Thursday, 17 March 2011

Another 48 hours: The boy who cried Victory.

When Muammar Gaddafi's son boasted yet again about imminent victory, little did he know how his belicose rhetoric might focus the mind of the UN Security Council members.

He stated that a No Fly Zone would be pointless because his forces would be in control of Benghazi, long before the UN could act to stop him. Two days was all it would take to subdue a city of some million inhabitants.

Not for the first time, talk was of retribution and destruction, of victory within days, over the rats and dogs that stood against his regime.

It's clear that much of this talk was to intimidate disenters within Libya, as much as to impress the outside world, but the world was listening, and we could not stand by and risk slaughter on this scale.

But only two days ago there seemed little chance of agreement on a No Fly Zone, yet tonight, the resolution has been passed and action can be expected soon, thanks in no small part to Gaddafi's own propaganda machine.

There are many different ways this situation might develop now.

Will Gaddafi sue for peace straight away, will he try to capture as much ground as possible before calling a ceasefire, or will he retreat into his perceived stronghold and hope to brazen it out?

And what of the UN; is this a turning point?

Can this action be prosecuted quickly and with the absolute minimum loss of life and prove to the world that International co-operation in these matters really is the way forward?

One thing is for sure, the next 48 hours will be very different to the ones that have just passed.

Thursday, 10 March 2011

Libya: Obama, Where Art Thou?

Amid all the talk of No Fly Zones and Criteria for Intervention, the one voice missing, in Europe, at least, is the US President himself.

Now, this may not seem like much, but it shows a lack of understanding that goes a long way to explain America's other disastrous involvements in overseas, and particularly, Muslim, affairs.

While the carnage continues, we have been treated to Hilary Clinton gossiping with a group of women about Royal Weddings, clothes, oh, and Libya.

Just how this appears to the Arab world one can only guess, but to now see Saif Gaddafi baiting the West and gloating at the prospect of more wholesale slaughter of 'his people' shows how emasculating these girly chats by the Secretary of State have been to America's presence, and standing, in this somewhat alien culture.

What part the US President has already played in the political awakening of North Africa, should not be underestimated, either.

Overnight, he transformed America from that bastion of redneck supremacy, the Great Satan, into a modern and compassionate society. The rest of the world suddenly saw a trusted, brown face in the White House.

Democracy, it seemed, could work.

The United States in general, and Barack Obama in particular, cannot be held responsible for the knock on effects of their electoral changes, though, and it is undeniably true that America is wise to distance itself from the situation on the ground as much as possible.
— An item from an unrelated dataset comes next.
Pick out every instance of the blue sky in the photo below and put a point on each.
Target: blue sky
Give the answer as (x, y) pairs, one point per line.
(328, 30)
It is also good that some lessons have apparently been learnt from previous involvements, but the real lesson from Iraq, was not that intervention was wrong, but that the mission should have been clear, and followed to completion at the first attempt, when the world, and particularly the Arab world, was behind it.

American troops are unlikely to be deployed in Libya, but a simple No Fly edict is probably already too little and too late. So the best we can hope for is America's blessing and whatever tactical support they can offer to those nations prepared to move against this tyrany.

UN Mandates aside, if there is enough local participation, then successful intervention is eminently feasible. But the US President must agree.